Section des affaires sociales

En matière de services de santé et de services sociaux, d'éducation et de sécurité routière

 

 

Date : 30 décembre 2013

Référence neutre : 2013 QCTAQ 12711

Dossier  : SAS-M-212066-1305

Devant les juges administratifs :

CAROLINE GONTHIER

HUGUETTE DEMERS

 

C… C…

Partie requérante

c.

SOCIÉTÉ DE L'ASSURANCE AUTOMOBILE DU QUÉBEC

Partie intimée

 


DÉCISION


[1]               Le requérant conteste la décision rendue en révision par l'intimée, la Société de l'assurance automobile du Québec (la Société), le 1 er mai 2013, laquelle maintient la décision initiale du 5 avril 2013 lui imposant, pour obtenir un nouveau permis de conduire,  de se soumettre à une évaluation complète auprès de l’Association des centres de réadaptation en dépendance du Québec (l’Association).

[2]               Cette décision découle du rapport d’évaluation sommaire dont les résultats démontrent que son comportement quant à sa consommation d’alcool représente un risque pour la sécurité routière.

[3]               Par son recours, le requérant demande de récupérer son permis de conduire sans avoir à se soumettre à l’évaluation complète.

 

[4]               La preuve documentaire confirme qu’à la suite d’une déclaration de culpabilité prononcée le 3 octobre 2012 pour une infraction à l’article 253 (1) A) du Code criminel [1] , commise le 8 avril 2011, le permis de conduire du requérant a été révoqué conformément à l’article 180 du Code de la sécurité routière [2] (CSR).

[5]               Par sa lettre du 16 octobre 2012 [3] , la Société l’informe que, pour être admissible à l’obtention d’un nouveau permis de conduire le 3 octobre 2013,  il devra, en premier lieu, se soumettre à une évaluation sommaire et si celle-ci est favorable, il devra suivre le programme d’éducation Alcofrein. En cas contraire, il devra poursuivre une autre démarche pour obtenir son permis.

[6]               De même, il est avisé que, si aucune autre sanction n’est en vigueur à son dossier, il pourra obtenir un permis restreint à compter du 3 janvier 2013 et pour y être admissible, il devra participer à un programme d’utilisation d’un antidémarreur éthylométrique.

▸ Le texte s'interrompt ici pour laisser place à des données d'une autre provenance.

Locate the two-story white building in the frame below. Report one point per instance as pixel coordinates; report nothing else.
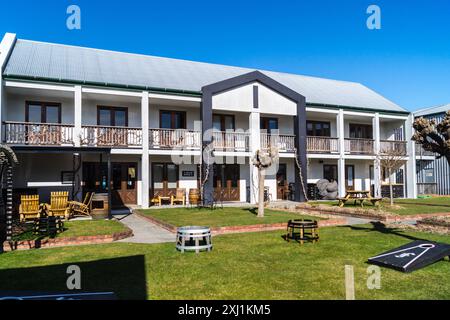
(85, 119)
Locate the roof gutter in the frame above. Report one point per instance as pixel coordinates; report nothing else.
(175, 92)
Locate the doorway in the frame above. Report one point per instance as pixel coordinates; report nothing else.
(350, 177)
(123, 184)
(226, 183)
(164, 179)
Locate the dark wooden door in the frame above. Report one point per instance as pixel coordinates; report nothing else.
(123, 181)
(350, 177)
(165, 178)
(124, 186)
(226, 183)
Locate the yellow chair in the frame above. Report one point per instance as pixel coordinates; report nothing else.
(59, 205)
(180, 197)
(29, 208)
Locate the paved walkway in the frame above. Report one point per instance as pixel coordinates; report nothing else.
(144, 231)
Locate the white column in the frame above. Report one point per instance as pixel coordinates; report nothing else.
(410, 174)
(255, 145)
(78, 116)
(377, 178)
(341, 161)
(145, 167)
(6, 45)
(376, 133)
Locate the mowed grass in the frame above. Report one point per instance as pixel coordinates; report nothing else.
(221, 217)
(79, 229)
(258, 266)
(405, 206)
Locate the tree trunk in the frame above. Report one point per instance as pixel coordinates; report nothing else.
(391, 189)
(261, 183)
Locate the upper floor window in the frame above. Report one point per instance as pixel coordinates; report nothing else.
(269, 124)
(361, 131)
(222, 122)
(318, 129)
(112, 116)
(43, 112)
(172, 120)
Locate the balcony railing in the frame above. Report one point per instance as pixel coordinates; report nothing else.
(175, 139)
(38, 134)
(359, 146)
(420, 152)
(102, 136)
(231, 141)
(388, 147)
(284, 143)
(323, 145)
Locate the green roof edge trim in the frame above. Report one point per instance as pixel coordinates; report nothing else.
(178, 92)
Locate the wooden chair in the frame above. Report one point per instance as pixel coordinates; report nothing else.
(59, 205)
(180, 197)
(84, 208)
(29, 208)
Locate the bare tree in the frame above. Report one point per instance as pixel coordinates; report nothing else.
(391, 159)
(262, 161)
(434, 137)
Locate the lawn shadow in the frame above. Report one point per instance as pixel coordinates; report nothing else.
(125, 277)
(382, 228)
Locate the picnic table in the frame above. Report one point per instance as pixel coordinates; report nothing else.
(359, 197)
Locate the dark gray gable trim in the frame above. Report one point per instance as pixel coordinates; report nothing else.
(255, 76)
(299, 124)
(255, 97)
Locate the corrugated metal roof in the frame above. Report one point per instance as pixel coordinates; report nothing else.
(68, 63)
(432, 110)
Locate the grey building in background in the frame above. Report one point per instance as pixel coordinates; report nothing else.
(433, 175)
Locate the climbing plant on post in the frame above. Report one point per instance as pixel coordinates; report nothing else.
(8, 160)
(262, 161)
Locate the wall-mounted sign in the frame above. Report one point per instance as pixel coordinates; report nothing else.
(188, 174)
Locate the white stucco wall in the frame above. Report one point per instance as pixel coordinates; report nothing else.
(240, 99)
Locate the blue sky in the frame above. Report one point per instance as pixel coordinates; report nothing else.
(407, 61)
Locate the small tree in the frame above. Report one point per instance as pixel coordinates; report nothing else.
(262, 161)
(434, 137)
(391, 159)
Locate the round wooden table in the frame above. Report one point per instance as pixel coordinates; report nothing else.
(308, 230)
(194, 239)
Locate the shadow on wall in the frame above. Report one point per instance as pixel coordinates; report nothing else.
(124, 277)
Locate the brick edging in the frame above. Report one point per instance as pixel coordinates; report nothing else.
(243, 229)
(357, 213)
(63, 242)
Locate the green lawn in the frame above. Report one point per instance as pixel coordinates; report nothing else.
(405, 206)
(79, 229)
(221, 217)
(258, 266)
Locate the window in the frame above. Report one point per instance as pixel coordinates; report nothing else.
(43, 112)
(330, 172)
(269, 124)
(172, 120)
(361, 131)
(223, 122)
(282, 175)
(112, 116)
(318, 129)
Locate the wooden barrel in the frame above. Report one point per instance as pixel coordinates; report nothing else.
(100, 206)
(194, 197)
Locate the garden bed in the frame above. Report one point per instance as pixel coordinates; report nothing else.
(228, 220)
(435, 225)
(75, 233)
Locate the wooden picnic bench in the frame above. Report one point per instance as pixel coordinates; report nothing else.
(359, 197)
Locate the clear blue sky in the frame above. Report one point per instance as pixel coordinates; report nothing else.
(407, 61)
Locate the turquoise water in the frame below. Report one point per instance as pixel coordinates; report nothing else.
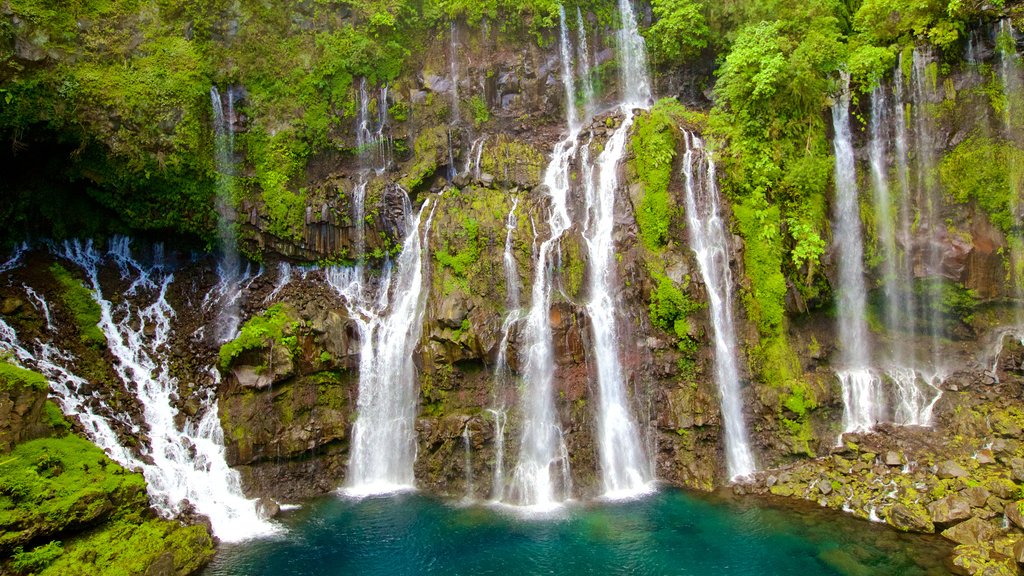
(671, 532)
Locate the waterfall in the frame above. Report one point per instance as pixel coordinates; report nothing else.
(1009, 73)
(710, 242)
(862, 397)
(498, 485)
(467, 442)
(568, 80)
(541, 478)
(70, 392)
(626, 469)
(928, 197)
(389, 324)
(456, 117)
(632, 60)
(913, 393)
(183, 464)
(229, 264)
(583, 62)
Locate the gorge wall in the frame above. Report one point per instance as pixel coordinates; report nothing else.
(333, 156)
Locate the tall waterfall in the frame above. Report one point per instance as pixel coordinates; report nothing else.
(541, 478)
(626, 469)
(862, 398)
(389, 323)
(186, 463)
(229, 265)
(710, 242)
(913, 392)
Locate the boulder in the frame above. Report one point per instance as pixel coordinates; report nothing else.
(975, 560)
(974, 531)
(949, 510)
(976, 495)
(893, 458)
(909, 518)
(949, 469)
(1014, 513)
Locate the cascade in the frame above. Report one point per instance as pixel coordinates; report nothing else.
(229, 264)
(862, 399)
(467, 464)
(15, 257)
(583, 62)
(1012, 85)
(913, 393)
(710, 242)
(389, 323)
(928, 196)
(626, 469)
(456, 117)
(70, 392)
(183, 464)
(541, 479)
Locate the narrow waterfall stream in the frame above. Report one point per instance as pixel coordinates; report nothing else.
(710, 242)
(389, 323)
(862, 396)
(541, 479)
(184, 463)
(626, 469)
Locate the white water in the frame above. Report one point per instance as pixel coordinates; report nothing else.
(187, 464)
(389, 322)
(15, 257)
(626, 468)
(229, 265)
(710, 242)
(862, 397)
(541, 479)
(69, 389)
(583, 63)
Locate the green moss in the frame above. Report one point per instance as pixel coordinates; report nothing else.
(987, 172)
(274, 325)
(653, 151)
(430, 152)
(480, 113)
(12, 377)
(82, 305)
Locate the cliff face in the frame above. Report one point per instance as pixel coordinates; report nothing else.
(470, 129)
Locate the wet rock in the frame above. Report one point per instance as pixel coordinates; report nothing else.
(949, 510)
(824, 487)
(267, 508)
(893, 458)
(909, 518)
(976, 495)
(974, 531)
(1014, 513)
(949, 469)
(975, 560)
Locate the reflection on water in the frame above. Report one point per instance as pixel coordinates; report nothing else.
(671, 532)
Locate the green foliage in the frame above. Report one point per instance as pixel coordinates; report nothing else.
(12, 377)
(653, 150)
(987, 172)
(36, 560)
(679, 32)
(274, 325)
(461, 261)
(480, 113)
(669, 310)
(83, 307)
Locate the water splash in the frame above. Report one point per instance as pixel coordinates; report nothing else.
(383, 436)
(861, 388)
(187, 462)
(710, 242)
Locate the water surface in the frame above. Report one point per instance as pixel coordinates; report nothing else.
(671, 532)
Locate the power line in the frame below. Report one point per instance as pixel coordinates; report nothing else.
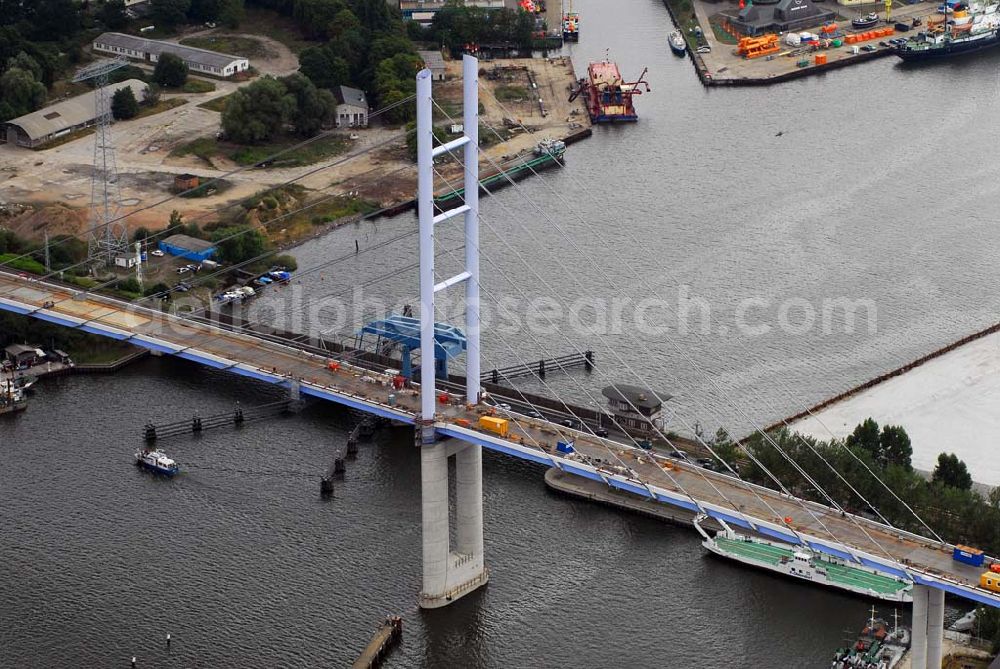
(638, 245)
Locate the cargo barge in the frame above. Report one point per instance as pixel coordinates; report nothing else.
(547, 153)
(607, 95)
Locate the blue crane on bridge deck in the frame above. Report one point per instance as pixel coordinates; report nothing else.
(449, 341)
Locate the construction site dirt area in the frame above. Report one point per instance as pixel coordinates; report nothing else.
(838, 43)
(522, 101)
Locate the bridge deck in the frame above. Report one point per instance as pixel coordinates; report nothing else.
(761, 509)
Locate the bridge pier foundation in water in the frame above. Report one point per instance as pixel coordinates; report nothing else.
(928, 627)
(449, 574)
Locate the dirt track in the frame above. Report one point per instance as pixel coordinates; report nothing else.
(62, 174)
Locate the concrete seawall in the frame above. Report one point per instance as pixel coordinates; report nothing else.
(885, 377)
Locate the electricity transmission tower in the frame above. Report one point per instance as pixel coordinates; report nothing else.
(107, 239)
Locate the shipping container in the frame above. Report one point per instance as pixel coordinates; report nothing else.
(495, 425)
(968, 555)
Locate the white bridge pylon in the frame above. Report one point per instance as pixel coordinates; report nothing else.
(449, 574)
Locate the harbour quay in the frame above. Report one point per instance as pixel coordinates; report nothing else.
(760, 43)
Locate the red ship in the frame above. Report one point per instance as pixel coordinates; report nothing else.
(607, 95)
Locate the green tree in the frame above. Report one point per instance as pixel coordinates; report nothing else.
(151, 95)
(123, 104)
(238, 243)
(375, 15)
(20, 92)
(324, 68)
(27, 63)
(170, 13)
(231, 13)
(865, 437)
(314, 107)
(952, 472)
(894, 445)
(256, 113)
(112, 14)
(171, 71)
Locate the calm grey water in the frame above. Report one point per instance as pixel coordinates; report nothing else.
(242, 562)
(880, 191)
(880, 188)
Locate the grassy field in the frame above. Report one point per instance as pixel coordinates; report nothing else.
(320, 149)
(215, 104)
(247, 47)
(303, 224)
(203, 147)
(511, 93)
(161, 106)
(258, 21)
(197, 86)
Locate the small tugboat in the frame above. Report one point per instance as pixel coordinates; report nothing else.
(156, 462)
(863, 22)
(11, 398)
(877, 647)
(968, 30)
(554, 148)
(677, 43)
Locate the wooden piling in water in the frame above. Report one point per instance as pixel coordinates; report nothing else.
(386, 637)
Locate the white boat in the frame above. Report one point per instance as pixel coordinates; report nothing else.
(805, 564)
(11, 397)
(965, 623)
(677, 43)
(156, 462)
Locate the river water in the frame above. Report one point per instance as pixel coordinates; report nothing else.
(878, 189)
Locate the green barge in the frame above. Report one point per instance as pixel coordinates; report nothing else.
(546, 154)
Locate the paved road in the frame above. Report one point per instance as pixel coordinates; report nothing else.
(620, 464)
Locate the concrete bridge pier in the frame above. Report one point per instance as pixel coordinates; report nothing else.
(928, 628)
(449, 574)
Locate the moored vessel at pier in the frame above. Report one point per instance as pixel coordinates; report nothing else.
(677, 43)
(607, 95)
(967, 29)
(156, 462)
(803, 563)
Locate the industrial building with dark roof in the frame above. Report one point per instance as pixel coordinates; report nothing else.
(784, 16)
(201, 61)
(42, 126)
(352, 107)
(434, 62)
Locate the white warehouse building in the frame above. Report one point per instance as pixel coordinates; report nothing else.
(201, 61)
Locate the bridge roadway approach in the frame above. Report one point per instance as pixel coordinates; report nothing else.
(924, 561)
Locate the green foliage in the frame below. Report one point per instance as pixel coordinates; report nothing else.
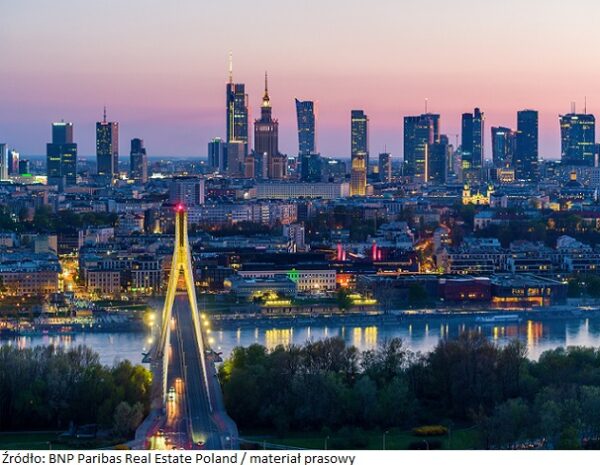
(470, 380)
(49, 387)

[7]               Le 19 mars 2013, le requérant rencontre madame Jacinthe Roy, évaluatrice accréditée par l’Association, afin de procéder à l’évaluation sommaire qui sert à établir la compatibilité de son comportement relativement à la consommation d’alcool ou de drogues avec la conduite sécuritaire d’un véhicule routier. [4]

[8]               Selon les résultats des tests qui lui ont été administrés, la conclusion du rapport de l’évaluation sommaire est non favorable. Conséquemment, l’évaluatrice recommande que le requérant se soumette à une évaluation complète afin de s’assurer que ses habitudes de consommations d’alcool sont compatibles avec la conduite sécuritaire d’un véhicule routier. [5]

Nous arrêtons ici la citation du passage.